The book Facebook doesn't want you to read
Award-winning New York Times reporters Sheera Frenkel and Cecilia Kang unveil the tech story of our times in an explosive, news-making exposé. In An Ugly Truth, they reveal in vivid detail how under the leadership of Mark Zuckerberg and Sheryl Sandberg, one of the most powerful companies in the world tried to deny a damning fact--that Facebook has become a conduit for disinformation, hate speech, and political propaganda--while continuing to relentlessly pursue growth.
For the past four years, Facebook has been under constant fire, roiled by cascading controversies and crises. It turns out that while the tech giant was connecting the world, they were also mishandling users' data, spreading fake news, and amplifying dangerous, polarizing hate speech. Leadership decisions at the company enabled, and then attempted to deflect attention from, massive privacy breaches and Russian meddling in the 2016 election. Time after time, Facebook's engineers were instructed to create tools that encouraged people to spend as much time on the platform as possible, even as those same tools boosted inflammatory rhetoric, conspiracy theories, and partisan filter bubbles.
Each misstep set off a fresh cycle of earnest apologies and glib assurances: We'll do better. Yet these lapses were not accidental, and the apologies ultimately devoid of accountability. The issues surrounding privacy and speech aren't bugs; they are features, baked into the company's DNA--and its algorithms. And while consumers and lawmakers have focused their outrage on privacy breaches and misinformation, Facebook has been consolidating power, devouring competition, posting record profits, and shoring up its dominance via aggressive lobbying efforts.
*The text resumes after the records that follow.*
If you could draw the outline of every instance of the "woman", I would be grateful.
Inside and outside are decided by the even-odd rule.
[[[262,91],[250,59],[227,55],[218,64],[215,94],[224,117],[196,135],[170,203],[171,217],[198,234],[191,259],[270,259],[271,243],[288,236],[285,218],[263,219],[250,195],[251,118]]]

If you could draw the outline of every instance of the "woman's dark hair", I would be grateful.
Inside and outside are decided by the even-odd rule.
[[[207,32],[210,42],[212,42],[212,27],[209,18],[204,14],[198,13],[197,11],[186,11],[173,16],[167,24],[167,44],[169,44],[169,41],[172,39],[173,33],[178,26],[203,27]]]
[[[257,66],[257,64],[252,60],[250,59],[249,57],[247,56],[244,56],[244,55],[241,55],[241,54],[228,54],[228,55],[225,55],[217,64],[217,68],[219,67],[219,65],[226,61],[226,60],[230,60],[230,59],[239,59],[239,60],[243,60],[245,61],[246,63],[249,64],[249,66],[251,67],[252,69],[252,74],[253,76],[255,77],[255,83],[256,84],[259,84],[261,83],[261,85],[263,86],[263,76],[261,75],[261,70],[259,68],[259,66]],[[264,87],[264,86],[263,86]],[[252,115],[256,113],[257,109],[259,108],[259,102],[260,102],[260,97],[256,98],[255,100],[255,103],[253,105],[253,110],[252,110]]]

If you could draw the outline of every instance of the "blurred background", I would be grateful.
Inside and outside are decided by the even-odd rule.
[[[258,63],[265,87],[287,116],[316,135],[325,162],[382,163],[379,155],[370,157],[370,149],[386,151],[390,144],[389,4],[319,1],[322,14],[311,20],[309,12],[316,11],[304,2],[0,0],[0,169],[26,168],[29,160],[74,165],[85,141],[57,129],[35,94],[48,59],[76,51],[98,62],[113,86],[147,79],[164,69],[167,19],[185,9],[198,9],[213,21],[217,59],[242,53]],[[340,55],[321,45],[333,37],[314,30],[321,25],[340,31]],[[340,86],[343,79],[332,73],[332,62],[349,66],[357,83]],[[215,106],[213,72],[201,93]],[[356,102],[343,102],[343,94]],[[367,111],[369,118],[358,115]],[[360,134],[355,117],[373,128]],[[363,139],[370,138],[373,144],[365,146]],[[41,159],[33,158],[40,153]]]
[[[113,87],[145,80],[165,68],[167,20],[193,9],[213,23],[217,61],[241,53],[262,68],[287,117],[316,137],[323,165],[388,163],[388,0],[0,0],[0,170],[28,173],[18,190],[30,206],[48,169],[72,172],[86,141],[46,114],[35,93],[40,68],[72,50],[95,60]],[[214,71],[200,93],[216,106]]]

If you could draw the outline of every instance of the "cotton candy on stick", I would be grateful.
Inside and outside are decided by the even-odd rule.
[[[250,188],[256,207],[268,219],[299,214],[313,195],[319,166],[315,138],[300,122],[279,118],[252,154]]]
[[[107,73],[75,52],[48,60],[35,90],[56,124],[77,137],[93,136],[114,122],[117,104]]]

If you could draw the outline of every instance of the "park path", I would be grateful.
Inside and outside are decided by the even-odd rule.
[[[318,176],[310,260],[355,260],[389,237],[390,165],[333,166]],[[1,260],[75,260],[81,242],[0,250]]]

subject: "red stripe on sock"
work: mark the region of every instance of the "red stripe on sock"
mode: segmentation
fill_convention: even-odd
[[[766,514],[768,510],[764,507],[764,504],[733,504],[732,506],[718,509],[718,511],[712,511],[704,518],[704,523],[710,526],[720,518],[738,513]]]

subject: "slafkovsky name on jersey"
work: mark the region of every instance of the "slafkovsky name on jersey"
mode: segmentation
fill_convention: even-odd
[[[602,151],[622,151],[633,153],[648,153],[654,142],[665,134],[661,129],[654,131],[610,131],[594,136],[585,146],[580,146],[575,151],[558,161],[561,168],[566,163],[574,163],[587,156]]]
Drawing on their unrivaled sources, Frenkel and Kang take the reader inside the complex court politics, alliances and rivalries within the company, its growing political influence as well as its skirmishes with privacy groups and the FTC, to reveal that the missteps of the last four years were not an anomaly but an inevitability: this is how Facebook was built to perform. In a period of great upheaval, growth has remained the one constant under the leadership of Mark Zuckerberg and Sheryl Sandberg. Both have been held up as archetypes of uniquely 21st century executives--he, the tech "boy genius" turned billionaire, she, the ultimate woman in business, an inspiration to millions through her books and speeches. But sealed off in tight circles of advisors, increasingly paranoid and critical of outsiders, and hobbled by their own ambition and hubris, each has stood by as their technology is coopted by hate-mongers, criminals and corrupt political regimes across the globe, with devastating consequences.